Exclusive: Moreton Island barge bid update

Is the concept dead in the water?

If someone knocks on the door in the next six months and says I’ll run a barge, is the $4 million definitely off the table?

“I’ll never say never. Once the $4 million is spent, it’s definitely gone. What I would say to any proponent out there, or operator who is interested, is that they have to be willing to commit their own resources into this.

“Government is not going to underwrite the commercial side of the business. We will provide the capital infrastructure funding initially, as we said we’d always do, up to the $4 million but they have to be willing to buy into that and be sure that it’s viable.

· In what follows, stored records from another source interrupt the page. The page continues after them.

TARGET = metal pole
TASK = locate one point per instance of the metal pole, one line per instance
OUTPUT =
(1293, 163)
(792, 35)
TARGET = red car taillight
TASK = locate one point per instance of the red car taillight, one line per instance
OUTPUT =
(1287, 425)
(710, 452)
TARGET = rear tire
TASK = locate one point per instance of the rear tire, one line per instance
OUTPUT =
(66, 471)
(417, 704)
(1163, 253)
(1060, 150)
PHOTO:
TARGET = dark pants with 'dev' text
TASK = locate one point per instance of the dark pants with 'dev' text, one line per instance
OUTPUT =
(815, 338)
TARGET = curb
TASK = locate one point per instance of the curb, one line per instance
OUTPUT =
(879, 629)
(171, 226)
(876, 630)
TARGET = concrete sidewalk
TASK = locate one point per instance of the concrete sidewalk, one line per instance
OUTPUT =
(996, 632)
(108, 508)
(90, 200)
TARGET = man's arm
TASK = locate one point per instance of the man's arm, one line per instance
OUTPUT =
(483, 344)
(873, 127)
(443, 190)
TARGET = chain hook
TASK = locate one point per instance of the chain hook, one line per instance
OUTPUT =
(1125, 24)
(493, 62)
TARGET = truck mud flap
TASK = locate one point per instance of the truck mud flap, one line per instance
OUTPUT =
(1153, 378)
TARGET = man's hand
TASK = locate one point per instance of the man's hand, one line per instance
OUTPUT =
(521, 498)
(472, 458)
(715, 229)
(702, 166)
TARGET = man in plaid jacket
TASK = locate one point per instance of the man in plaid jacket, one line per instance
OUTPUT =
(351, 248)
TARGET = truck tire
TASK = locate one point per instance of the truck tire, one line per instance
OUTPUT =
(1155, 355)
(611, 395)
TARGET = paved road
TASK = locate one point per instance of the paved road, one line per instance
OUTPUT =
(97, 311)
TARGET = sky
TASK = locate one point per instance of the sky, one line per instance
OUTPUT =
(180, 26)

“If someone says they can do that and are willing to, by all means, knock on my door tomorrow and I will advocate for them again.”

What happens to the $4 million?

“The $4 million will be reinvested into the Redcliffe peninsula through the Scarborough Masterplan and it’s being developed currently. I’m pleased about that, it means the $4 million still stays here, it still helps strengthen our local economy and build opportunities for us,” Ms D’Ath said.

"Scarborough Boat Harbour is one of eight state-owned and operated boat harbours on the Queensland coast. It hosts dry standings and wet berths, plus two public boat ramps.

“While I would prefer to be delivering a barge service, I am pleased this funding will be made available to meet the needs of the community through the Scarborough Harbour Master Plan which is on track to be completed in mid-2023."

Ms D’Ath said she did not have fixed ideas on how will the money would be used in developing the Scarborough Masterplan.

“The masterplan process is still continuing, so I don’t want to pre-empt what that could be used for because that’s what the whole process is about … finding out how do we activate the area, how do we support the businesses in the area and, I hope, promote more tourism as well but understanding its core business is a port or precinct,” she explained.

“The door’s open to anything, whatever comes out of this masterplan at least we know there’s $4 million to invest back into the area.”

Sharing community disappointment

“I’m extremely disappointed as the local member. I wanted to use the service myself, but the government has done everything they possibly can including having three expressions of interest processes,” Ms D’Ath said.

“Ultimately, it was up to business. I know some said it was never going to happen … I think the important thing is there was a proponent, there was an invitation to offer. If there hadn’t been changes in circumstances, we would probably have a barge operator to announce right now but we can’t wait around for ever for when those circumstances might change or when someone else comes forward.

“I’ve been pretty fortunate, as the local member, to deliver on the things I’ve said I would deliver. I delivered on the rail line, delivered on a major expansion to the hospital, delivered on our school infrastructure … it’s hard not to be able to deliver on something.

“We promised the $4 million and we promised the process. We couldn’t promise a barge because it was always going to be that someone had to be willing to do this. We promised we would do everything possible to get a barge service operating and I am just devastated not to be able to deliver that.”